話があるならアポをとって僕に直接言ってくれ。  」

身体の大きな西沢に上から睨みつけられて男はたじたじになった。

西沢は花蓮おばさんに礼を言うとノエルを連れて部屋に戻った。

 「あんたね…。 万が一流産なんてことになったらただじゃ済まないからね。
早くここから出てってちょうだいな…。 」

おばさんは男を追い立てるように言った。

 ノエルはしばらく居間のソファに横になっていた。
ぎゅうっと絞られるような感覚は少しずつ治まってきた。
 305号に居た滝川が急ぎ戻って来て、ノエルの様子を診たが、安定期から先にはよくある収縮で、安静にしていれば大事無いことが分かった。
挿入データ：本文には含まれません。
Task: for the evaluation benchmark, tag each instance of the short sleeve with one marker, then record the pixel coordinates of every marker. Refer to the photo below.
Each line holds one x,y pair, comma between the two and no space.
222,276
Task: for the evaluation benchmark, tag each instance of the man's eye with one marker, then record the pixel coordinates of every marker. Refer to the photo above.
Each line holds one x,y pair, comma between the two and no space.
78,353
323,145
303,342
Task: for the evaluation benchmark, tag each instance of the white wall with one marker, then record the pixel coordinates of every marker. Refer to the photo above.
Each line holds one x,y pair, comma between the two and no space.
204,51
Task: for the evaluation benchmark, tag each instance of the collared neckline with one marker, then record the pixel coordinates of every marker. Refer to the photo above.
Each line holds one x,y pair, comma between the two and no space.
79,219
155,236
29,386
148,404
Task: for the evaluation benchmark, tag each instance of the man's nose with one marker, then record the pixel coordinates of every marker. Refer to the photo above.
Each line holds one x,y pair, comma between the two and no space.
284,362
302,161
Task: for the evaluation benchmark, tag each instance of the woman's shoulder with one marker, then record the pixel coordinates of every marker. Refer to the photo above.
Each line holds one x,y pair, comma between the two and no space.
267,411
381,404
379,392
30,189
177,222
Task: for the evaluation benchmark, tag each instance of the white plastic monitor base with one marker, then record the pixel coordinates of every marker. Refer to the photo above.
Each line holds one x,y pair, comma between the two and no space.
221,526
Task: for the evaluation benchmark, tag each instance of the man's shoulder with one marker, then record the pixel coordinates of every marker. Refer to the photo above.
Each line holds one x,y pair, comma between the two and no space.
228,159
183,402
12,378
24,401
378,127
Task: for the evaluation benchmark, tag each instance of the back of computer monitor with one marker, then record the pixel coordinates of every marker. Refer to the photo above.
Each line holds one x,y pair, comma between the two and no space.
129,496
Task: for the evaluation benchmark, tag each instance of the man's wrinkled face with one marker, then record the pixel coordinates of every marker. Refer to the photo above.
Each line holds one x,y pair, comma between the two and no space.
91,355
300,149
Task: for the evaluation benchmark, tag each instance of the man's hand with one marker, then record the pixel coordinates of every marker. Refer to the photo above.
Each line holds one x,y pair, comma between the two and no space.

 「学校では寝転がれないけど…できるだけじっと安静にしてるんだよ。
ひどくなったり、全然治まらなかったり、出血したりなんてことが起きたらすぐにでも飯島先生のところへ行くんだ…。 」

 滝川は不安そうな顔をしているノエルにそう指示した。
部屋に来る途中で滝川がおばさんからさっきの男の名刺を受け取ってきた。
渡されたその名刺を西沢はじっと見ていた。

 「こいつは…多分誰かにガセ掴まされて…特ダネ拾いに来たんだろう。
こいつ自身に他意はない。

 これは僕に対する嫌がらせだ…。
この前が脅迫で…今度が嫌がらせ…三宅が天爵ばばさまについたのは僕の差し金だとでも思っているんだろうよ…。 」

西沢は苛立たしげに言った。

なるほどね…あいつらか…。
あんまり紫苑を刺激しないで欲しいんだけどな…と滝川は思った。
本気で怒ったら止められないんで…。

 「ノエル…ごめんな…とばっちり受けたな…。
奴等…何を仕掛けてくるか分からないから…これから先も十分気をつけて…。 」

 西沢はそっとノエルの髪を撫でた。
大丈夫だから…と西沢を安心させるためにノエルは笑って見せた。
胸の内は不安でいっぱいだったけれど…。